Лед идет в море торосами, стенами. Меж островов у моря льду горами наворотит, всё льдом заложит, не видно деревень.
Конец апреля льдина уйдет, а вода желтее теста, мутновата; потом и мутница и пенница сойдет, и река опадет, лето пойдет.
Город мой, родина моя, ты дверь, ты ворота в неведомые полярные страны. В Архангельск съезжаются, в Архангельске снаряжаются ученые испытывать и узнавать глубины и дали Северного океана. От архангельских пристаней беспрестанно отплывают корабли во все стороны света. На запад — в Норвегию, Швецию, Данию, Германию, Англию и Америку, на север — к Новой Земле, на Шпицберген, на Землю Франца-Иосифа. В наши дни
народная власть распахнула ворота и на восток, указала Великий Северный путь. Власть Советов оснастила воздушные корабли — самолеты. Власть Советов пытливым оком посмотрела и твердой ногой ступила на Северный полюс, куда прежде чаица не залетывала, палтус-рыба не захаживала.

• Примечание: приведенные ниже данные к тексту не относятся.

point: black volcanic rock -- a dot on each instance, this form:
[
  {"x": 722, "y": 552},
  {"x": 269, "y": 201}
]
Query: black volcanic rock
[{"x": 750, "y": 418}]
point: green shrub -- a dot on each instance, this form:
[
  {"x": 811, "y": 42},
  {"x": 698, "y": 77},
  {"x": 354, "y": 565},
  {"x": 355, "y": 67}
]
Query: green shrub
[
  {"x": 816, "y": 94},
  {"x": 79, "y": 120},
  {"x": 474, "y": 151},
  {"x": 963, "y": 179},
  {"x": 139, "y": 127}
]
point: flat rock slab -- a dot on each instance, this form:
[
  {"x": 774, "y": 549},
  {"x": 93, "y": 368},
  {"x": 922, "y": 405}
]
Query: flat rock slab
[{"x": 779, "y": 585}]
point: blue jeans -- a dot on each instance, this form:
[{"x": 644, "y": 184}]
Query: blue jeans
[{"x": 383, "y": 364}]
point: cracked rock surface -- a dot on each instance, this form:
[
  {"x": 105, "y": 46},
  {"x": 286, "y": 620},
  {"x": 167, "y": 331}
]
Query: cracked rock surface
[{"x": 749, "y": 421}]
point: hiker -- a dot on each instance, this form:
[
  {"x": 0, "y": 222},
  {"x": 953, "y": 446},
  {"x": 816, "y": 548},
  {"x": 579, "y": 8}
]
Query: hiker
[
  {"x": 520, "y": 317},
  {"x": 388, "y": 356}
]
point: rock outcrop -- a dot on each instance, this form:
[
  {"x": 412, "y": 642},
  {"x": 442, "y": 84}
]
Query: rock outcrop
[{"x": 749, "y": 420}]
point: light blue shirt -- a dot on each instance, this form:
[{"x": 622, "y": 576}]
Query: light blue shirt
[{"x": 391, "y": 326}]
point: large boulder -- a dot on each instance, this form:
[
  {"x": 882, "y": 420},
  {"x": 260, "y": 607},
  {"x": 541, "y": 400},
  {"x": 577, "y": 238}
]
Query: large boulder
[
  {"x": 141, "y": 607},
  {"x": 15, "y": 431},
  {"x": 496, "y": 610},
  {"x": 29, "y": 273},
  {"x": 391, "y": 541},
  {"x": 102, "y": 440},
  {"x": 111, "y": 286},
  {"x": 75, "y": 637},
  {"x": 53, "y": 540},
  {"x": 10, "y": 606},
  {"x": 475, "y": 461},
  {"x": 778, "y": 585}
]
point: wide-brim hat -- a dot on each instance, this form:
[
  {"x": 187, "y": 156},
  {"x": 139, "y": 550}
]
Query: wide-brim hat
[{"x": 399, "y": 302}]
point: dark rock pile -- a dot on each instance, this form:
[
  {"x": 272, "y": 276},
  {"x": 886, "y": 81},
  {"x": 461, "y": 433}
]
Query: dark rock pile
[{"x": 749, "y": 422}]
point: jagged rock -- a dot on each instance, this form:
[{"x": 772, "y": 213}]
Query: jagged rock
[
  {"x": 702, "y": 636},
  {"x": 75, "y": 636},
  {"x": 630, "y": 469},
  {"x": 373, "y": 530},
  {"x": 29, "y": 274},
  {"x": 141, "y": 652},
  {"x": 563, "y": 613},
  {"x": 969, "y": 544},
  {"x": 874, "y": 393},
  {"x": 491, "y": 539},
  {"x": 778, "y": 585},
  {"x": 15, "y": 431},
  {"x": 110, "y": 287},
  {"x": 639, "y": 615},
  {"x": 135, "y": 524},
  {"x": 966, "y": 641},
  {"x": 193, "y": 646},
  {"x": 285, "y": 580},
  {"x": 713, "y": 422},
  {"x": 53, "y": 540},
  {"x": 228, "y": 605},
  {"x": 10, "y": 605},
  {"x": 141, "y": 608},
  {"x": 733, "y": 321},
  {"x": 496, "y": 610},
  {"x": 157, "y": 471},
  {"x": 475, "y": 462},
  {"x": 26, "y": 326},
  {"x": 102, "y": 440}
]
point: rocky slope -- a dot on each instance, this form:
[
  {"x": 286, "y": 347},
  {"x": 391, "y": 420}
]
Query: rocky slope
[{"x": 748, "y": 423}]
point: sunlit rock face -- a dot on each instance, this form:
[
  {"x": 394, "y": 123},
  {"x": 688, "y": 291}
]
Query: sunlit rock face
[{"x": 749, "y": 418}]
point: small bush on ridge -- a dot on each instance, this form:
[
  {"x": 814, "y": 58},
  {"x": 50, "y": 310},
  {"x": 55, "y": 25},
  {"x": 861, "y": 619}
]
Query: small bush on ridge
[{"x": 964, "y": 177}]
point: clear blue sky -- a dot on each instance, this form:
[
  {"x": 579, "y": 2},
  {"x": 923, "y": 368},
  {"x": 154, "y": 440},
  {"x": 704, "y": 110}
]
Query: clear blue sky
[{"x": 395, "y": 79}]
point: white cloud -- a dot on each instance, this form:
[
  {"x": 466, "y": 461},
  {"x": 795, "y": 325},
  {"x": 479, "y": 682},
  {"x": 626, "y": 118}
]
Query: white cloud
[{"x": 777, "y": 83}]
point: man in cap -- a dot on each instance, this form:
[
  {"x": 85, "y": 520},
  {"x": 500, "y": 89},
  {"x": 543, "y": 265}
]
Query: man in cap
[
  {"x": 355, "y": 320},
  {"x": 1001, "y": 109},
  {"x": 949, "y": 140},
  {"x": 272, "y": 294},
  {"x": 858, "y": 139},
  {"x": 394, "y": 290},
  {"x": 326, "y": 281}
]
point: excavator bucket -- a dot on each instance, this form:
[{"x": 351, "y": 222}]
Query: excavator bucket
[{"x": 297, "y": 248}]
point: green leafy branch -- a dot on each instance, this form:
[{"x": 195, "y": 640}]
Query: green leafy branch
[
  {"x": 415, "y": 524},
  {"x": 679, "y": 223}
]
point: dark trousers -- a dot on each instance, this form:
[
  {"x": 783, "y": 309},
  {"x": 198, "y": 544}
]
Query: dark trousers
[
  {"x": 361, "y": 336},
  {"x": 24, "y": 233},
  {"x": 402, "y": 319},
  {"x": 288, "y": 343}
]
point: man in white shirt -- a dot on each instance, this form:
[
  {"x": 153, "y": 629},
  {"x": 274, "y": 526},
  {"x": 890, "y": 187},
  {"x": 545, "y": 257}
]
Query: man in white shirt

«Архангельский город всему морю ворот».
Архангельск стоит на высоком наволоке*, смотрит лицом на морские острова. Двина под городом широка и глубока — океанские трехтрубные пароходы ходят взад и вперед, поворачиваются и причаливают к пристаням без всякой кручины.
С восточной стороны легли до города великие мхи. Там у города речки: Юрос, Уйма, Курья, Кузнечиха.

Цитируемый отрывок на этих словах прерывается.